Globally, there are 38 known occurrences at 12 locations (Rikkinen 2003b, Gröner 2010, Haughland et al. 2016, Paquette et al. 2019, CNALH 2020). This species is known from throughout Europe and North America, but it is rarely collected. For example, the most recent report was the first record in eastern North America from the Acadian Forest Ecoregion (Paquette et al. 2019) despite focused, long-term studies in the area (Selva 2003, 2010, 2013, 2014). Incorporating potential additional sites (up to 50 potential sites), and with the potential for there to be c.10 mature individuals per site, the total population size is estimated at 500 mature individuals. There is a suspected decline in the overall population size due to widespread threats throughout its range, including logging, forest fires, mining, and development (Potapov et al. 2008).

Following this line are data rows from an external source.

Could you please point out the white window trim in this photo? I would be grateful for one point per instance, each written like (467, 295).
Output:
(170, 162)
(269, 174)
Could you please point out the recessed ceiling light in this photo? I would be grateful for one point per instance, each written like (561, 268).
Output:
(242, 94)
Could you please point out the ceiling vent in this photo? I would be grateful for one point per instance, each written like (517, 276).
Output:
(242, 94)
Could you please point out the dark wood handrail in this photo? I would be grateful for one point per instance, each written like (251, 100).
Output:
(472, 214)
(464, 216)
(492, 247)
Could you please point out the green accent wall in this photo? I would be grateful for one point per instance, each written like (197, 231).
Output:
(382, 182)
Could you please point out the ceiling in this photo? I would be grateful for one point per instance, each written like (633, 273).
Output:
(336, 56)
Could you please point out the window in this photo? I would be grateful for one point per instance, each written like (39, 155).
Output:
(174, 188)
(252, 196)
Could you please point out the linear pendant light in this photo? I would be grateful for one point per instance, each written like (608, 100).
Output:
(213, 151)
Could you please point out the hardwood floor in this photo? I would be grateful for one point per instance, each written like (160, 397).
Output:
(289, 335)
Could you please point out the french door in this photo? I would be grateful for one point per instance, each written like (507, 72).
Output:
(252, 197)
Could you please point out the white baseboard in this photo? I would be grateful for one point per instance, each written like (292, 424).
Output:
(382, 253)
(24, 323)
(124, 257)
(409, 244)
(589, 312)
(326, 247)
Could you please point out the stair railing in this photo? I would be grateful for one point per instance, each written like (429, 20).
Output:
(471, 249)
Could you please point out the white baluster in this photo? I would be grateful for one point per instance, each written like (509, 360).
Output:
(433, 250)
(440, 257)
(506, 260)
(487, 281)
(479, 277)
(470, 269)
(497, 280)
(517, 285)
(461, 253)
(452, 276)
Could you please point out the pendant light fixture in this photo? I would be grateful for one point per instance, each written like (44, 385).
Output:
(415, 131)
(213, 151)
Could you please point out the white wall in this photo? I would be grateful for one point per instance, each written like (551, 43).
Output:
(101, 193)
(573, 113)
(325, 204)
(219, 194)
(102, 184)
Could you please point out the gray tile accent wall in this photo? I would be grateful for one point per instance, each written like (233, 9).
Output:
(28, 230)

Population Trend: decreasing
Chaenothecopsis oregana grows on the exudate (resin) of old Abies, Picea, and Tsuga species (Rikkinen 2003b). Old-growth coniferous forests, this species' obligate habitat, are at risk of decline due to forest fire, industrial activities, and other human-driven disturbances (Potapov et al. 2008, Bradshaw et al. 2009).
The primary threat to this species is the decline of old-growth, coniferous forests due to numerous forces including logging, urban development, and land clearing for industrial development. Logging removes the species' obligate microhabitat (i.e. old, Abies, Picea and Tsuga with exposed, aging resin), which has a very long recovery period. Additionally, specimen collecting may be a threat to this species.
The most important conservation action needed for Chaenothecopsis oregana is protection of mature coniferous forests to preserve its habitat. Additional required conservation actions include research and monitoring of populations, raising awareness of its presence with local land managers, and assigning the species legal protected status in the countries where it occurs.